Perché gli Accordi sul Clima sono importanti anche per coloro che sono costretti a fuggire a causa della crisi climatica?
Gli Accordi sul Clima sono fondamentali anche per chi fugge a causa della crisi climatica, poiché un contenimento dell’aumento delle emissioni entro i 1,5°C rispetto ai livelli preindustriali, come auspicato dall’Intergovernmental Panel on Climate Change (IPCC) e ribadito nell’obiettivo 13 dell’Agenda 2030, possono influenzare le migrazioni forzate, in quanto anche i cambiamenti climatici e i disastri possono costringere le persone alla fuga, amplificando situazioni già critiche di persecuzione, violenza e violazione dei diritti umani. Infatti, molti Paesi sono colpiti sia da conflitti che da disastri che interagiscono e si sovrappongono come fattori scatenanti e trainanti dello spostamento forzato. Pertanto, la combinazione di questi fattori determina un aumento dei rischi, aggrava le condizioni di vulnerabilità e accresce i bisogni di protezione delle persone. Eventi legati alla crisi climatica come siccità, inondazioni e temperature estreme possono compromettere i mezzi di sussistenza (tutti quei mezzi indispensabili a soddisfare le necessità essenziali della vita, ndr), le condizioni di sicurezza nonché il godimento dei diritti fondamentali delle persone e delle comunità agendo come un moltiplicatore di rischi, spingendo le persone a spostarsi, soprattutto in aree già colpite da conflitti. Inoltre, rifugiati e sfollati interni sono spesso costretti ad affrontare anche le avversità indotte dal clima nei Paesi che li accolgono. Infatti, quasi il 60% delle persone costrette alla fuga nel mondo si trova nei Paesi più vulnerabili all’impatto dei cambiamenti climatici, come Siria, Repubblica Democratica del Congo, Somalia, Afghanistan e Myanmar. La conseguenza è che la maggior parte dei rifugiati proviene da Paesi più vulnerabili e meno preparati ad adattarsi all’impatto che il cambiamento climatico viene progressivamente determinando. Iniziative come quella recentemente concordata alla COP28 di Dubai, con una tabella di marcia per “l’abbandono dei combustibili fossili”, sono quindi molto importanti, considerata la crescente vulnerabilità dei paesi di provenienza dei rifugiati, come sottolineato dal Il segretario generale delle Nazioni Unite, António Guterres. Una lettura che approfondisce queste tematiche è il rapporto Un’umanità in fuga: Gli effetti della crisi climatica sulle migrazioni forzate, pubblicato a dicembre 2023 da Legambiente, con il contributo di UNHCR.

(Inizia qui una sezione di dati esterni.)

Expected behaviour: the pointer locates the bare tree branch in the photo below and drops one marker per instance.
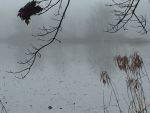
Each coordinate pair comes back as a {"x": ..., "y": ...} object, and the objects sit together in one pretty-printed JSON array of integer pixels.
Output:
[
  {"x": 33, "y": 55},
  {"x": 125, "y": 12}
]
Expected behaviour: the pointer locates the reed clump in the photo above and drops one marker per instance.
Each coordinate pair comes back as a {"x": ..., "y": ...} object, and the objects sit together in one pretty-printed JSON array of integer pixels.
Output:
[{"x": 134, "y": 69}]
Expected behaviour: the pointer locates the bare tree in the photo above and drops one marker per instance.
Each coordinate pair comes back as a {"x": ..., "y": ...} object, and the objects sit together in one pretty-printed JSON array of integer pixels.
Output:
[
  {"x": 125, "y": 13},
  {"x": 25, "y": 13}
]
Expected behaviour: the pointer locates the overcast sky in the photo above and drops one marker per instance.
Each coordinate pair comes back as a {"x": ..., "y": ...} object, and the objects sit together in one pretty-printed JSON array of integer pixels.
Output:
[{"x": 68, "y": 72}]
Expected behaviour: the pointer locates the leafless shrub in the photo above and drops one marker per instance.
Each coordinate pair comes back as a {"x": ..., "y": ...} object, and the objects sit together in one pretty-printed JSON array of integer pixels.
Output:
[{"x": 104, "y": 77}]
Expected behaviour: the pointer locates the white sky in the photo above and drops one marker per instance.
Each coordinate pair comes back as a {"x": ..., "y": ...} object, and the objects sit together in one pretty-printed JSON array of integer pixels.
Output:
[{"x": 67, "y": 72}]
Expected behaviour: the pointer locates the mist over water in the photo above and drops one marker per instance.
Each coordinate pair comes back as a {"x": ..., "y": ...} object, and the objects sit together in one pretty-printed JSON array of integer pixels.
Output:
[{"x": 68, "y": 72}]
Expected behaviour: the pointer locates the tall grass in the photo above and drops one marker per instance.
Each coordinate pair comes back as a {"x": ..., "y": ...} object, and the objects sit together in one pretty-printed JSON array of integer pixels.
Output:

Secondo l’UNHCR, quali sono i principali risultati della COP28 che contribuiscono alla protezione delle persone costrette a fuggire a causa della crisi climatica?

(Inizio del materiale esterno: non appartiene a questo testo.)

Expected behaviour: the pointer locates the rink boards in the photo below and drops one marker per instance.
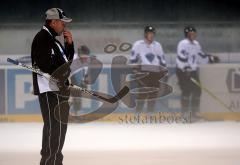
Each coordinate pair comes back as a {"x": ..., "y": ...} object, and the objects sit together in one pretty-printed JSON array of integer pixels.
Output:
[{"x": 17, "y": 103}]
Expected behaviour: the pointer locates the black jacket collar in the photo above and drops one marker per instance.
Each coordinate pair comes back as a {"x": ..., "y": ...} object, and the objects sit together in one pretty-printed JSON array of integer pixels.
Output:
[{"x": 51, "y": 30}]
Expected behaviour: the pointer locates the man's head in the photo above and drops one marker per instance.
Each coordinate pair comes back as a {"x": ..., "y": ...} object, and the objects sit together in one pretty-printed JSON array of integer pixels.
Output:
[
  {"x": 57, "y": 19},
  {"x": 149, "y": 33},
  {"x": 190, "y": 33}
]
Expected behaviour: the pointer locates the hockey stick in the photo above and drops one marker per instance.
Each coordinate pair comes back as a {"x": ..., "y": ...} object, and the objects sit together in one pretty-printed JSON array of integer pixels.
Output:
[
  {"x": 74, "y": 88},
  {"x": 211, "y": 94}
]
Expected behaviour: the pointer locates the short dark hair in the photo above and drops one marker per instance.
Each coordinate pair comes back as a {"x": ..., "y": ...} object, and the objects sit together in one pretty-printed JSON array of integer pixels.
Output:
[{"x": 48, "y": 22}]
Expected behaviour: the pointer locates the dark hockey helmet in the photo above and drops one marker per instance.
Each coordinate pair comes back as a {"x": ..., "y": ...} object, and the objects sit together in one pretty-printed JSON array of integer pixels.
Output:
[{"x": 188, "y": 29}]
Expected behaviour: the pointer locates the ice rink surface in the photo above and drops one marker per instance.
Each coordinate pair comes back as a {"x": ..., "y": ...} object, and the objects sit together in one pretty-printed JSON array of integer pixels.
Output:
[{"x": 201, "y": 143}]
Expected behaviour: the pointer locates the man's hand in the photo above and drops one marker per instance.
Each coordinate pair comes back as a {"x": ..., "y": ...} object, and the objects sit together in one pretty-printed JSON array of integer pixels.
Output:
[
  {"x": 213, "y": 59},
  {"x": 68, "y": 37}
]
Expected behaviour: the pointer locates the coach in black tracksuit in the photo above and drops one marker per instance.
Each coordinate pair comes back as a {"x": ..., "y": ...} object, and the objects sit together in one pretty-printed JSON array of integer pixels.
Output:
[{"x": 47, "y": 55}]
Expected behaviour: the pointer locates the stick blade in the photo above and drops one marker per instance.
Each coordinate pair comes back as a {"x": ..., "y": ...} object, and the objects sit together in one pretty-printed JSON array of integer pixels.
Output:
[
  {"x": 12, "y": 61},
  {"x": 120, "y": 94}
]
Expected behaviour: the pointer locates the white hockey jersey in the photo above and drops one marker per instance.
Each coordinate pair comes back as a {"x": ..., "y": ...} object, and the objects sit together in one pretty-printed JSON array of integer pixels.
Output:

L’UNHCR riconosce che alla COP28 sono stati compiuti passi importanti, a partire dall’iniziativa di stabilire una tabella di marcia per “abbandonare i combustibili fossili”. In particolare, nel primo “Global Stocktake” dell’Accordo di Parigi (il bilancio fatto tra stati per verificare l’andamento di ogni governo nell’attuazione dell’Accordo di Parigi, ndr), lo spostamento forzato e le persone sfollate sono stati riconosciuti in diversi paragrafi riguardanti le perdite e i danni. Questo, che è la decisione centrale della COP28, può contribuire in modo più decisivo al raggiungimento degli impegni nazionali che includono anche le persone sfollate e a colmare i divari di attuazione entro il 2030. A questo proposito, vale la pena ricordare che è stata stabilita l’operatività del Fondo per le perdite e i danni (Loss and Damage), che aiuta i Paesi in via di sviluppo a far fronte alle perdite e ai danni causati dai cambiamenti climatici, all’interno del quale lo spostamento forzato e le persone sfollate sono esplicitamente riconosciuti nelle sue finalità. Inoltre, è stato fatto riferimento al coinvolgimento di attori chiave, tra cui le agenzie ONU competenti, da convocare regolarmente per garantire la complementarità e il coordinamento.